There was the tiniest glimmer of hope in her eyes. “Yes, they might be…that would mean so much to her.”

“Yes,” I choked. As if Lydia cared in the least about the yearbook. “I’m sure.”

“Could you—” She looked afraid to speak, but steeled herself and kept talking. “Could you ask and see if they are? Could you tell them how much it would mean?”

What? As in, actually go to the yearbook office and make an official request to memorialize the girl who was actively trying to destroy my life?

No freaking way.

But then I saw how Mrs. Small looked like an actual living human being for the first time since I’d come into the house, and I couldn’t help myself. “Yeah, okay.”

“I’d offer to pay for something, but money’s a little scarce.”

“No,” I said. “Don’t worry. I’m sure it’s free.”

“Thank you,” she said, getting up and going to the dresser. “I’m so grateful that she had such nice friends…at the end.”

She turned to me, her fingers lightly petting some tiny object. When she saw me looking at it, she held out her hand and dropped something small and cool into my palm: a delicate gold chain with a little glass bird charm, black with a red head.

“It was her favorite piece,” her mother said. “A gift from my mother for Lydia’s ninth birthday. It’s a woodpecker. It means you have a guardian.”

Her favorite piece.

Her power center. The key to getting rid of her once and for all.

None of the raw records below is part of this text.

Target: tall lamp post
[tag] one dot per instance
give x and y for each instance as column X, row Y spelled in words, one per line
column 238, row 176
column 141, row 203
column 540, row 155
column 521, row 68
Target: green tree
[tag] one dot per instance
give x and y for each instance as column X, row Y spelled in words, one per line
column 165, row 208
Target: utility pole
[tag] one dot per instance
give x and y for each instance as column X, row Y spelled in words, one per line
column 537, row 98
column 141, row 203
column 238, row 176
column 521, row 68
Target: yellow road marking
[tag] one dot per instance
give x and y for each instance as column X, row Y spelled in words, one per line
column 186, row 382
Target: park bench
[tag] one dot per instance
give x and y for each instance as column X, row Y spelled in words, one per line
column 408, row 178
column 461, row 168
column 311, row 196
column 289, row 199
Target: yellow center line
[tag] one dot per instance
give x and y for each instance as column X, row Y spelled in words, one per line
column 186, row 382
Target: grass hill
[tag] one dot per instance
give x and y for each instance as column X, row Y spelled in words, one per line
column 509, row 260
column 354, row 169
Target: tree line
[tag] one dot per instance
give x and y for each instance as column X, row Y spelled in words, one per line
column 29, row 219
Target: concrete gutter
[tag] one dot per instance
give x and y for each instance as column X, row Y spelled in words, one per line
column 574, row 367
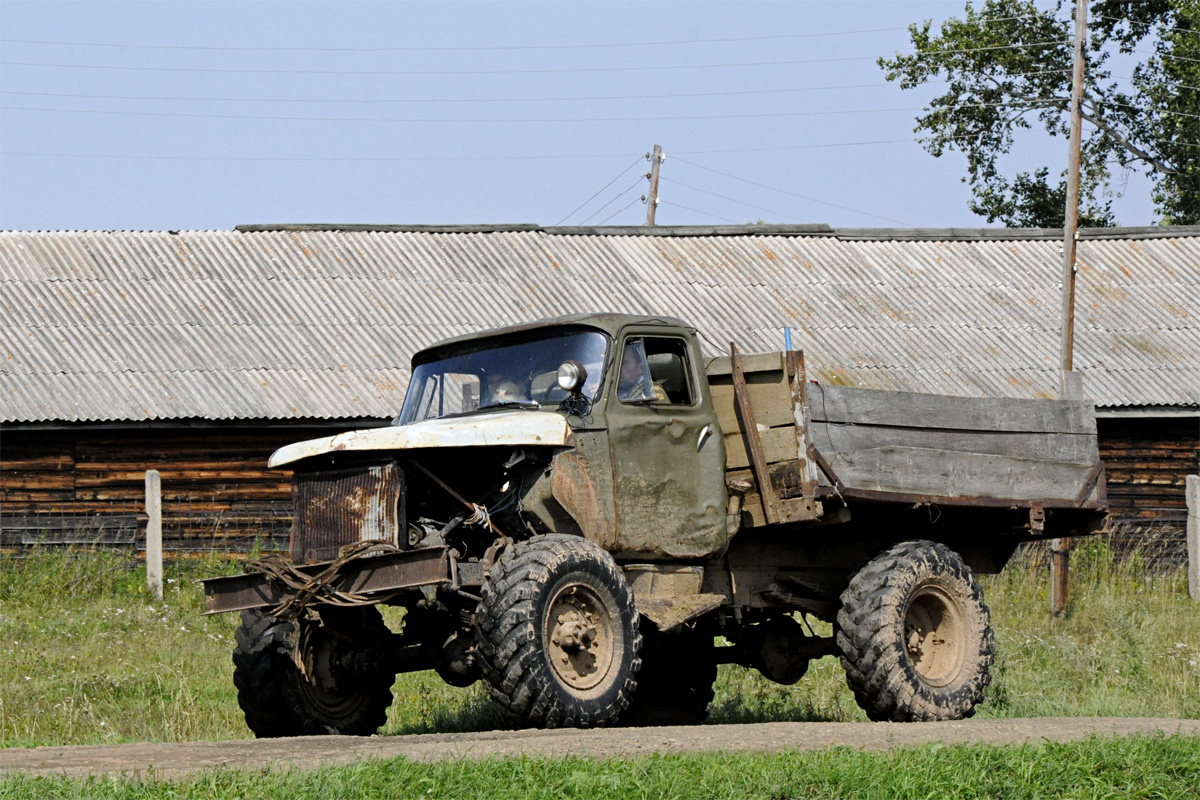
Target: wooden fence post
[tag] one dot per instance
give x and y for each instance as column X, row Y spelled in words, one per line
column 1194, row 536
column 154, row 533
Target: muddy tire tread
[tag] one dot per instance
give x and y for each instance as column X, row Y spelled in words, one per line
column 877, row 671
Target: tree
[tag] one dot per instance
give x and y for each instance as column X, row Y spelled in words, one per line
column 1007, row 68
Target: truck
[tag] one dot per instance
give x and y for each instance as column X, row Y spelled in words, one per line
column 588, row 515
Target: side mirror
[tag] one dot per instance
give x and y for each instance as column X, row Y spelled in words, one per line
column 571, row 376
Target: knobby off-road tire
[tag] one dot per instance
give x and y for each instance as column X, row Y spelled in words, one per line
column 292, row 679
column 557, row 633
column 676, row 683
column 915, row 636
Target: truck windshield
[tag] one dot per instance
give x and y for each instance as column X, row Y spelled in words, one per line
column 521, row 373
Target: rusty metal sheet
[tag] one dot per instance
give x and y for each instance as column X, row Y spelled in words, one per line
column 335, row 507
column 378, row 573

Mrs. Small’s fingers hovered in the air near mine, like she was eager to grab the necklace back.

“You know…” I said, “I could take a photo of this and…put it in the yearbook.”

I pictured myself taking it into the garage and smashing it to bits with a hammer.

Her hand trembled.

“It would be really nice, I think,” I said. “I think Lydia would have liked it.”

Welcome aboard, Alexis. This train goes straight to hell.

Mrs. Small’s mouth was open, and she looked at the bird one last time before reaching over and closing my fingers around it. “All right. Just…please…be careful with it. Promise me.”

I felt the cool glass on my skin, and I thought of what Lydia had done to Kendra. And to me.

“I promise,” I lied.

I really did intend to take pictures of it before I destroyed it.

But I didn’t get the chance.

When I got home and retreated to my room, after sneaking the hammer from the toolbox in the garage and setting a protective layer of cardboard on my desk, I dug down into my bag for the charm. But it wasn’t there.